Fotoğraf; jrailpass.com
Ağustos ayı içerisinde Japon geleneklerinde önemli bir festival dönemi bulunuyor. Obon Festivali olarak anılan bu dönem, insanların atalarının ruhlarını karşılama ve aile köklerine dönme zamanı. Bu hafta sonu itibariyle Japonya’da Obon Festivali başlıyor…
Obon Festivali hakkındaki bir çok şeyi öğrenmenin vaktidir o zaman!
Japonların, vefat eden sevdiklerine ve atalarına saygı gösterme geleneğinin bir parçası olan bu festival dönemi yıllık takvimlerde tatil günü olarak gösterilmez çünkü resmi bir ulusal tatil değildir. Ancak pratikte Obon, herkes için bir yaz tatili ve şirkette bolca izin alınması anlamına geliyor.
Ölen ataların ruhlarının akrabaları ziyaret etmek için geri döndüklerine inanılıyor.
Festival süresince yer alan çeşitli ritüeller bu inanışın bir parçası. Chochin fenerleri (kağıt fenerler), ruhları yönlendirmek için asılır ve Obon dansları (bon odori) yapılır. Ailelerin yeniden bir araya gelmesi, akrabaların mezarlarının ziyaret edilmesi ve sunaklara, tapınaklara çeşitli yemeklerin sunulması bu geleneğin parçalarından bir kaçı.
Obon, 7. ayın 13-15. günleri arasında gerçekleşir fakat güneş takviminde 7. ay Temmuz iken, ay takvimine göre Ağustos’tur. Bu nedenle Obon, hangi takvmin takip edildiğine bağlı olarak farklı bölgelerde farklı zamanlarda kutlanabiliyor.

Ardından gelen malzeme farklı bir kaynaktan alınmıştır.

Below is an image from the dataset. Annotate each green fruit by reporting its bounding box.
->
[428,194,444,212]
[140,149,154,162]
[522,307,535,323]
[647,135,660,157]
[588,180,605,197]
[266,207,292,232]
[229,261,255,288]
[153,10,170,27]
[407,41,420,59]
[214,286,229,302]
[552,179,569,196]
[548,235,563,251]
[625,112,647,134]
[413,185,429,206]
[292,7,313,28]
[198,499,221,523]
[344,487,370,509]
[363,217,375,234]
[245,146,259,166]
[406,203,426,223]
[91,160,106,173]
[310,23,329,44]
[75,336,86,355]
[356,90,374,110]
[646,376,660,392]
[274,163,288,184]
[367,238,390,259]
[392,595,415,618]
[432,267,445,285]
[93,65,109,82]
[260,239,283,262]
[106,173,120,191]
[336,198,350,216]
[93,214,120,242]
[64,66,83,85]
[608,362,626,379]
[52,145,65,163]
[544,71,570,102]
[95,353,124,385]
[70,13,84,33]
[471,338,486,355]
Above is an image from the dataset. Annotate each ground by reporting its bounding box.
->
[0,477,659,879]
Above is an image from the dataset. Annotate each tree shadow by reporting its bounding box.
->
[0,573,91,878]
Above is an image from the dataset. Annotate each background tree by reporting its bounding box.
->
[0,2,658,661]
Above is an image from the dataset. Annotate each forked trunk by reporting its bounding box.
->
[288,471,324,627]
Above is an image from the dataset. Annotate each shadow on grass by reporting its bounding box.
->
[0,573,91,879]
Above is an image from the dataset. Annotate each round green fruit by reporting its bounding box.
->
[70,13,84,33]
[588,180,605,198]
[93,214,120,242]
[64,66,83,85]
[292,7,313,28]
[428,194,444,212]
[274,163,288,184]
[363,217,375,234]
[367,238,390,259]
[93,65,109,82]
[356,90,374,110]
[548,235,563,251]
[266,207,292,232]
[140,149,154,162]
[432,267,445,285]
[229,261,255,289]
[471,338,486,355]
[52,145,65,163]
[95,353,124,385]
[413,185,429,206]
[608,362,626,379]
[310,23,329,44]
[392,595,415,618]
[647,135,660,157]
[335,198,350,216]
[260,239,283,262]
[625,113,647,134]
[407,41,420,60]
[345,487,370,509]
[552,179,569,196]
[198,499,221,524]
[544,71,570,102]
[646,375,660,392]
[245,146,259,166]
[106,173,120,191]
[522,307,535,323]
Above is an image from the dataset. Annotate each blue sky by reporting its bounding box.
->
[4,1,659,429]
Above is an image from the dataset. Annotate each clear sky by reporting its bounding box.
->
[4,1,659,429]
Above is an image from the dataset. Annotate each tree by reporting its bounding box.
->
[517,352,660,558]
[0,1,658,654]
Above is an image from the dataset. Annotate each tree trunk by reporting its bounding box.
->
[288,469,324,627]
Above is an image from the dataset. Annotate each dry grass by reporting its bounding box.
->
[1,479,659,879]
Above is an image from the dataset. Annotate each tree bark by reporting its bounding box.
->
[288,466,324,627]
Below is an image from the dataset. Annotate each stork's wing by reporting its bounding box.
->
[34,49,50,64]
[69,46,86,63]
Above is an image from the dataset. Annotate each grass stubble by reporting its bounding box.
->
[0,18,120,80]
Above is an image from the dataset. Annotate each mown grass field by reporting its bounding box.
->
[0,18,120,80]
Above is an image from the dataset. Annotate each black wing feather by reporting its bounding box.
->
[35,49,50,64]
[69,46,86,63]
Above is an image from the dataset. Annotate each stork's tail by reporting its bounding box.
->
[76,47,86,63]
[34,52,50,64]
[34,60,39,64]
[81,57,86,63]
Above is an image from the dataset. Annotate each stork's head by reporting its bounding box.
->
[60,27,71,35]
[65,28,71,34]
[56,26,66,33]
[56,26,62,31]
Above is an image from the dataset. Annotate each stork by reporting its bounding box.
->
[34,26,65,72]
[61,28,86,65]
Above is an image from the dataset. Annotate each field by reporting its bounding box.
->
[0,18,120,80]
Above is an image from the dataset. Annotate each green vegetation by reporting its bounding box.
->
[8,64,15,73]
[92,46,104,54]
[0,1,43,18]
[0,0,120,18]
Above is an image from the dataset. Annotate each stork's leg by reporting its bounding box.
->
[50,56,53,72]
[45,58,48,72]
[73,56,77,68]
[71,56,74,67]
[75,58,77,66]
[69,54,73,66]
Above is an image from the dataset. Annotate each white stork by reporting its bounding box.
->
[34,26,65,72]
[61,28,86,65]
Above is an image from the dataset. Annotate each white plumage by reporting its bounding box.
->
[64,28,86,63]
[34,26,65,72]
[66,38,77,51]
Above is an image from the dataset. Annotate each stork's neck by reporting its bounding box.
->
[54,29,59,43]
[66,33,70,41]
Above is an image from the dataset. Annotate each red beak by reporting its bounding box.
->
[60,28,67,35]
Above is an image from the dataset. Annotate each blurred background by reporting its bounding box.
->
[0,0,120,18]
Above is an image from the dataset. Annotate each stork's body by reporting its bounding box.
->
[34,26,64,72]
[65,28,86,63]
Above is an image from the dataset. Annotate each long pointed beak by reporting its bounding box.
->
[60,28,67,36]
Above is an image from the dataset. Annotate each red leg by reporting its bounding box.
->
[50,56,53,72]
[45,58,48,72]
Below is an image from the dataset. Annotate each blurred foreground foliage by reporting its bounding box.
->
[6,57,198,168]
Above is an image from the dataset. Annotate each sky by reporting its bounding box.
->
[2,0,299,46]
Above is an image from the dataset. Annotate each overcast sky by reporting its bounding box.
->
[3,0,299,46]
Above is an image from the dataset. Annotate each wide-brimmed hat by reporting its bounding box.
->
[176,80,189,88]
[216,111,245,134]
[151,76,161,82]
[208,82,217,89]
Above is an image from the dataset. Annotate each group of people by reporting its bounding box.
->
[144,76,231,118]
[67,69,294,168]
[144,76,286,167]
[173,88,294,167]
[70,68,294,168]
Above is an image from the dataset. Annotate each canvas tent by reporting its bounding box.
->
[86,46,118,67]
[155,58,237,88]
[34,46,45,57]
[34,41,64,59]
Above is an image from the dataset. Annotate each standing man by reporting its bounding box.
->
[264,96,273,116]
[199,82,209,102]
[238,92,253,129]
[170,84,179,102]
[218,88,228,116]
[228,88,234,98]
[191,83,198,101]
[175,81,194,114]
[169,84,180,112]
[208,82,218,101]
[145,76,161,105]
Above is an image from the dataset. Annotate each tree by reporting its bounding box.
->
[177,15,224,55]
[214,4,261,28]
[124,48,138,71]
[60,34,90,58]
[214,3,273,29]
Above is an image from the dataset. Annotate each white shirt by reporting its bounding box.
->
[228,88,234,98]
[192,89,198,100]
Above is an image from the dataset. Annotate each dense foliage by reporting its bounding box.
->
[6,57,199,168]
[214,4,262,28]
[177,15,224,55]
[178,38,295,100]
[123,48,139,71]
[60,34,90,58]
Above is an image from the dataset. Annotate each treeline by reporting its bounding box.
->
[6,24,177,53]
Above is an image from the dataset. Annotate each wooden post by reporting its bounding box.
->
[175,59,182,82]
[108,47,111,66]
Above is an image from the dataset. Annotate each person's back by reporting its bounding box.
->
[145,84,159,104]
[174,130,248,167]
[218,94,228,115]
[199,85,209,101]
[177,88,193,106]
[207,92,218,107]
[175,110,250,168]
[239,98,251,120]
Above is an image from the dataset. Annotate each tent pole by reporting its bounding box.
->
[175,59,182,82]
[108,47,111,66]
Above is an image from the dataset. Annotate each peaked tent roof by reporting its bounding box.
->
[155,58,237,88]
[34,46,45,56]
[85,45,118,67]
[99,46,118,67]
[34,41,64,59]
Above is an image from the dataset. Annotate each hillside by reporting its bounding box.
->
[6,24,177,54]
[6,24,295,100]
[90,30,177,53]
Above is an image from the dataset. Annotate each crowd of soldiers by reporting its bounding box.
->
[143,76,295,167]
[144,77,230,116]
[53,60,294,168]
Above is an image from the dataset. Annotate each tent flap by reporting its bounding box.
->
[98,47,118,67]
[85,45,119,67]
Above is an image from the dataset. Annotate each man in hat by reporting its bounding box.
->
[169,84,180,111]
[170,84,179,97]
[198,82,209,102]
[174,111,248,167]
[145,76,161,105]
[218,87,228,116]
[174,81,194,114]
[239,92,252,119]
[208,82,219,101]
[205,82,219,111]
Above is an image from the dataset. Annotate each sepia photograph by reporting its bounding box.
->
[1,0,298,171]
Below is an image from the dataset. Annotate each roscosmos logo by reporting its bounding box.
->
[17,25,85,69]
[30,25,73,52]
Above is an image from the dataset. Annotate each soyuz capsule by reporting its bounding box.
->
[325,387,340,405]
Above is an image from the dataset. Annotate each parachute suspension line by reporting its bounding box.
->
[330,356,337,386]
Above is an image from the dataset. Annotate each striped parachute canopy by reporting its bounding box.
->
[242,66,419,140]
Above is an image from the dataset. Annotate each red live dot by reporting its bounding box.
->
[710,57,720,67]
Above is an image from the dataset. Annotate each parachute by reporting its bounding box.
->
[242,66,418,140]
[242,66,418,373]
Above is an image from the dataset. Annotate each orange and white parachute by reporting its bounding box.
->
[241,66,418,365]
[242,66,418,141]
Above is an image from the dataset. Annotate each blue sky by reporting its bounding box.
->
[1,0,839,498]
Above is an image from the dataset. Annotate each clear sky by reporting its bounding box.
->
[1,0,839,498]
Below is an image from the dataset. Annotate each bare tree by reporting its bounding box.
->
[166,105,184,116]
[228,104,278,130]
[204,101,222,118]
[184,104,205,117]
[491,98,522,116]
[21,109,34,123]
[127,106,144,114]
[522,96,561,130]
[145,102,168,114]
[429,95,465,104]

2020 yılında Tokyo’da, Ağustos 13-15 tarihleri arasında kutlayacağız. Fakat bazı bölgelerde 13-15 Temmuz tarihleri arasında kutlandı bile!
Bu festival dönemi aynı zamanda Japonya’nın en büyük tatil dönemlerinden biri. Seyahat anlamında oldukça yoğun. Çoğu insan, 10 Ağustos civarı şehirlerinden ayrılarak ailelerinin bulundukları yerlere gidecek ve 17-18 Ağustos civarı geri dönecek…
Obon’un Kökenleri
500 yıldan fazla süredir bir Budist geleneği olarak kutlanan festivalin kökeni Maha Maudgalyayana’nın (Mokuren) hikayesine dayanıyor. Ölen annesinin ruhunu görmek için güçlerini kullanan bir Buda öğrencisi olan Mokuren, annesinin ruhunun ¨Aç Hayaletler Diyarı¨’na düştüğünü ve acı çektiğini keşfetmiş.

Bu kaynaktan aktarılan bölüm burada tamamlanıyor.